Acqusition by Grundfos
“Around 2000 to 2001, we learned that the company was up for sale. It was not what we wanted, but eventually Alldos was sold to Grundfos, which was looking to move into the dosing market. I was appointed sales director for Dosing & Disinfection.”
But as so often the case, following a takeover, things initially were not easy.
“Early on, it was difficult. I was now heading-up the UK operation. The company culture was very different from what I was used to and I was expected to pick up the reins and get on with it. I only had a few people I could approach for advice, so it was quite hard to start with. My role at Grundfos was very different from the role that I was used to, and proving myself in this new company seemed to be my biggest challenge initially. To start with, sales dipped for the first time ever. Also, I had come in at quite a senior level at Grundfos; I did feel quite uncomfortable in those early days.

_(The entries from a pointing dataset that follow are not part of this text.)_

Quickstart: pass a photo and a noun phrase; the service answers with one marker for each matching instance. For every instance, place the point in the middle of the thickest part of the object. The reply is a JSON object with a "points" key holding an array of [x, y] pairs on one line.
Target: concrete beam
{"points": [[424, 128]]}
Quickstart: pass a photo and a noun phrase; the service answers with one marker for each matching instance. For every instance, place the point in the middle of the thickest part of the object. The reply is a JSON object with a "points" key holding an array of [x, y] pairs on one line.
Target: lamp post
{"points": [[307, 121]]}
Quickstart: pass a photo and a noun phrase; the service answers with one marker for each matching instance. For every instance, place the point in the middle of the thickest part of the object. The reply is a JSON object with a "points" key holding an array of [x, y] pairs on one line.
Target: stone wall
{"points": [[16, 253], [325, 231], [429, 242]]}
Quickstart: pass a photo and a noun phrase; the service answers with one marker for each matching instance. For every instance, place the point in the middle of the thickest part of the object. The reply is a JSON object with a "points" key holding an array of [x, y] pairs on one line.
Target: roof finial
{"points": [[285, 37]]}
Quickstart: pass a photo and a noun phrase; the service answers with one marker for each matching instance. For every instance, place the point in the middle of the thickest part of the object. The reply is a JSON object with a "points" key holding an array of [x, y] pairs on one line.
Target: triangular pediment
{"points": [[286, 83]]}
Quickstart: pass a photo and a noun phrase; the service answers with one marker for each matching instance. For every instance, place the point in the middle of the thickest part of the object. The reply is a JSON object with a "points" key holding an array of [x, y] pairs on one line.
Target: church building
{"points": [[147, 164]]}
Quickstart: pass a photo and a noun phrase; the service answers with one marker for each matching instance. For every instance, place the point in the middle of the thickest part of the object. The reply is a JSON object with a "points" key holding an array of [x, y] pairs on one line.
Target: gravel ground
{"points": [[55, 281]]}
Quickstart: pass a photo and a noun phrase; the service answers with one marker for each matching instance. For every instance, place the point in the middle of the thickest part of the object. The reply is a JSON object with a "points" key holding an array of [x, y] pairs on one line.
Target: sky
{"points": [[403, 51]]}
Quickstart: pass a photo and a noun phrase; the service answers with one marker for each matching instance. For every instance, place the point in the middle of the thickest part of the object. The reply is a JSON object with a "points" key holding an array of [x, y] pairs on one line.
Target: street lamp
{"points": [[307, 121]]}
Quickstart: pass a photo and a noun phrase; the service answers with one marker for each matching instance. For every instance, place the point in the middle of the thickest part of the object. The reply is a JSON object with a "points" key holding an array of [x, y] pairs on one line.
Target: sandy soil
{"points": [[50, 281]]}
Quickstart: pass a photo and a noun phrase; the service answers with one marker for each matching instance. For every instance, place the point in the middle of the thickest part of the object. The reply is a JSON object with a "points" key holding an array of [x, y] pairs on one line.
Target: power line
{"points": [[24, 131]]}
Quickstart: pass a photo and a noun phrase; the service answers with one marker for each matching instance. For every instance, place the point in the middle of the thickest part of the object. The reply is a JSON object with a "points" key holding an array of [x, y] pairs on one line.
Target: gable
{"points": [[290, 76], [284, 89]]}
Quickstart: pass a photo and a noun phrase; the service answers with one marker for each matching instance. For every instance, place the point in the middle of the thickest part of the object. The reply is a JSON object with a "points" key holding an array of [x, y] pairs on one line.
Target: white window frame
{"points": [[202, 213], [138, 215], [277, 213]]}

“The biggest cultural shift”, she says, “was mainly focused around the fact that Grundfos is seen as a company that sells pumps. Although I had been involved with selling dosing pumps, at Alldos we produced disinfection systems, powder handling flocculation equipment and instrumentation, so had seen ourselves more as being a water treatment business solutions provider.
“I learned quickly what was expected of me, to calm down, get out on the road and meet customers. It was, for me, less ‘hands-on’ and being ‘hands-on’ was what I was used to. I had to learn to delegate. which I'm still not good at it but I'm still learning.
“It was not an easy time. I had to balance work and home life, and work was certainly taking over.
“In my opinion, the integration period was an awkward time, but after eighteen difficult months had gone by I realised that Grundfos was a brilliant company to work for. Since the latest reorganisation, I'm able to focus more on business development. More recently, the restructure has seen my team integrated into the newly formed Water Utilities Group.”
Then, in January 2013, she was appointed business director Dosing & Disinfection at Grundfos, leading a dedicated technical team responsible for the product range and supporting sales across the whole of Grundfos' UK business. “Our focus now”, she says, “is to be a total solutions provider.”
We asked Ms Berger how she met the challenges she faced? And what were male attitudes to her during this period?
Working in a male environment
“Being a young woman in a mainly male environment did mean I had something to prove. My first real challenge came when a water engineer visited with a problem. I asked him whether I could help. He replied: ‘Darling, get a man to phone me when you're back in your office’. I was angered by that.”
Has being a woman helped, we wondered? “I'm not sure. Sometimes it felt like a hindrance, yet it has never held me back – look where I am now. And I've been head-hunted many times. I think it's my personality that's got me through, being a woman has nothing to do with it really. However, I did have issues. I used to like to make myself be heard, but I was quite young and being a woman in this position, I was under the impression that often I was not taken seriously.
“I had to ensure that people realised I was not there in a clerical capacity or to add glamour to the sales team, and I wanted to be known in a technical capacity as a chemical dosing expert.”